In 2014, Microsoft received a search warrant from the Department of Justice (DoJ) asking the company to hand over data from its data centre in Dublin as part of its investigation on drug trafficking. The DoJ wanted to access private emails and other data belonging to a suspected trafficker.
Reuters reports that the court case is currently being heard by the US Supreme Court, after the Department of Justice appealed the rulings of the lower courts. Microsoft successfully challenged the DoJ in the appeals process, after losing at first instance.
The wider issue at stake here is whether law enforcement should be able to demand access to data in third countries from US-based companies.
The European Commission has submitted its opinion to the Court on behalf of the European Union, acting as amicus curiae. The EU aims to remain neutral in this case, but the brief states that the EU-US data transfers are bound by the EU data protection rules as well. Such requests from the US government would likely contravene the existing laws, let alone the GDPR which further restricts the possibilities for data transfers to countries outside the EU.
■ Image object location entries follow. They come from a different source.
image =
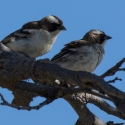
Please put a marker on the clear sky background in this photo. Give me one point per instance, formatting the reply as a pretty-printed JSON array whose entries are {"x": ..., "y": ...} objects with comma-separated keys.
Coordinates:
[{"x": 79, "y": 16}]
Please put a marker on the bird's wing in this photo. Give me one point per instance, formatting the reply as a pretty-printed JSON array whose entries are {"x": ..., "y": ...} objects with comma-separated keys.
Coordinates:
[{"x": 70, "y": 49}]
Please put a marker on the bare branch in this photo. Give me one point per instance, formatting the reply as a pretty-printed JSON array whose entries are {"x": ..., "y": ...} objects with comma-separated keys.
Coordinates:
[
  {"x": 113, "y": 81},
  {"x": 86, "y": 117},
  {"x": 103, "y": 105},
  {"x": 37, "y": 107},
  {"x": 112, "y": 123}
]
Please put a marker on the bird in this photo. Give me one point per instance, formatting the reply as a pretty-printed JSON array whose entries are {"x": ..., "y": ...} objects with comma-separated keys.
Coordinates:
[
  {"x": 35, "y": 38},
  {"x": 84, "y": 54}
]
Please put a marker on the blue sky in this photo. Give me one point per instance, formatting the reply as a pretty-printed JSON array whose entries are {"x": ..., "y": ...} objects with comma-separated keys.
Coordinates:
[{"x": 78, "y": 17}]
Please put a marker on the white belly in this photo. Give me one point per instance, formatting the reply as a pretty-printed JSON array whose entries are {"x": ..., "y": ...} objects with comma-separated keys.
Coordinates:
[
  {"x": 87, "y": 59},
  {"x": 37, "y": 45}
]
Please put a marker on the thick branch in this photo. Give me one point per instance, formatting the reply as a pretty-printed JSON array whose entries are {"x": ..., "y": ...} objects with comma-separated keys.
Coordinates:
[
  {"x": 103, "y": 105},
  {"x": 85, "y": 116}
]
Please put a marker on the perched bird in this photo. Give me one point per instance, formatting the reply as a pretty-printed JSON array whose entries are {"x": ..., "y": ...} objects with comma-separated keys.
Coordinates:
[
  {"x": 84, "y": 54},
  {"x": 35, "y": 38}
]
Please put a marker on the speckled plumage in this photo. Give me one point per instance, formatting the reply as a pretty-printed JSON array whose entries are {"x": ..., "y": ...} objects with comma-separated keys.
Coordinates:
[
  {"x": 35, "y": 38},
  {"x": 83, "y": 55}
]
Many took exception to the US Government’s attempt to apply its own search warrants to another country. The New Zealand Privacy Commissioner has also filed a submission to the Supreme Court decrying these attempts and stressing the importance of mutual cooperation between the countries, which Microsoft also argues for. Official channels for this exist in the form of “mutual legal assistance requests”.
This attempt to exercise extraterritoriality is generally frowned upon, but the DoJ argued that this doesn’t apply since Microsoft can easily retrieve the data from within the US, thus falling within the US jurisdiction. The US already has similar provisions for US banks, which in some cases must provide data such as financial records even outside the US, as they are considered to be ‘data controllers’. The DoJ extends the similar line of thought to Microsoft.
The UK also passed a similar law in 2014, requiring IT companies to provide e-mails from all over the world when asked by their agencies.
Microsoft, which owns over 100 data centres in over 40 countries, considers these warrants an attack into the integrity of cloud services. If these data requests prove to be legal, then the consumer confidence in cloud-based storage services could plummet.
Most of the tech companies support Microsoft’s stance. They fear that they would find themselves in a very difficult situation. If they had to provide the data, they would essentially face the choice of violating either the US or EU law. At the very worst, it could lead to US tech companies being shut out of the EU market altogether.